CHARLESTON — Southern West Virginia’s congressional delegation joined more than 200 other members of Congress in again asking a federal circuit court of block the Environmental Protection Administration’s Clean Power Plan.
Sen. Joe Manchin, Sen. Shelley Moore Capito and Rep. Evan Jenkins filed a friend of the court brief in support of the 27 states, including West Virginia, seeking the overturn of the CPP.
“The EPA acted illegally in moving forward with this job-killing, anti-coal regulation. As a result, jobs have been lost in West Virginia while electricity prices rise. I am fighting in Congress using every tool possible to stop this EPA and this administration from killing our coal jobs,” Jenkins said in a statement.
Earlier this month, U.S. Supreme Court temporarily halted the rule to give the courts time to hear the case. The United States Court of Appeals for the District of Columbia Circuit is scheduled to hear arguments June 2.
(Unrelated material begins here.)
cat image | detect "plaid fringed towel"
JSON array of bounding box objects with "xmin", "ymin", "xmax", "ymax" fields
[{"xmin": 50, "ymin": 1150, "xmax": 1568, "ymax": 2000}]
The amicus brief, reads in part, “In reality, if Congress desired to give (the) EPA sweeping authority to transform the nation’s electricity sector, Congress would have provided for that unprecedented power in detailed legislation. … Nor has Congress authorized (the) EPA to make the policy choices that are reflected in the final rule — a rule that imposes enormous costs on states and the public without achieving meaningful climate benefits.”
Capito, who is leading the legislative efforts in the Senate to repeal the CCP, said it is an economic assault on West Virginia’s already volatile economy and praised the U.S. Supreme Court for its decision to halt the implementation of the plan.
“The EPA has overstepped its authority by imposing enormously burdensome regulations on states despite Congress’ rejection and now the Court should vacate this disastrous rule altogether,” she said.
However, that there is a good chance the case will head to the U.S. Supreme Court where the CPP’s future is uncertain. Prior to the death of Justice Antonin Scalia’s death five days after the high court’s decision to send the case back to the D.C. Court of Appeals, oracles predicted the plan was doomed.
Scalia was the biggest skeptic of the CPP, but now it is anyone’s guess what will happen to the greenhouse emission reduction plan.
Sen. Joe Manchin said if the CPP becomes the law, it will have a devastating effect on the energy sector, the economy and life of many West Virginians.
“The Supreme Court ruling is an important step to rein in this out-of-control agency, which overstepped its legal authority by imposing regulations without taking into account the impact on West Virginia’s economy, our people and way of life,” Manchin said.